Parrot's training by Rabindranath Tegore line by line bengali meaning analysis.
Answers
Explanation:
Once upon a time, there was this illiterate bird in the kingdom. It sang songs, but never read the scriptures. It jumped about and flew, but never cared for custom and convention. The king proclaimed, “Such a bird is of no use; it eats fruits in the orchard, and the fruit market runs at a loss!” He summoned his ministers and ordered, “Give the bird some education!”
So starts Rabindranath Tagore’s short story Tota Kahini (‘The Parrot’s Tale’ or ‘The Parrot’s Training’) which was first published in 1918 in a Bengali magazine Sabuj Patra.
Apart from being known as ‘Bishwa Kobi’ or World Poet and being the first non-European to win the Nobel Prize for Literature in 1913, Tagore was an educational activist. He had noted and predicted the dangers of western civilization as the east emulated the western system either by choice or through enforced educational ideals.

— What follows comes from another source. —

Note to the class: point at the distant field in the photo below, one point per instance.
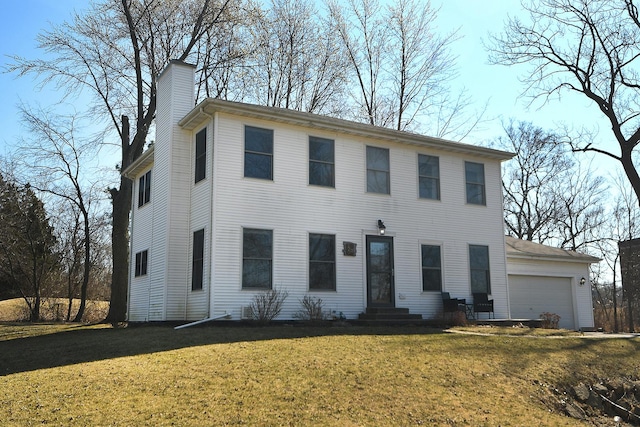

Even at a time when people were furiously raising their voice during the nationalist movement, Tagore envisioned a “No-Nation” scenario based not on the divisive stance of the colonists but on internationalism and mutual cooperation and harmony. He writes in his essay ‘Nationalism in India’: “Nationalism is a great menace. It is the particular thing which for years has been at the bottom of India’s troubles. And inasmuch as we have been ruled and dominated by a nation that is strictly political in its attitude, we have tried to develop within ourselves, despite our inheritance from the past, a belief in our eventual political destiny.”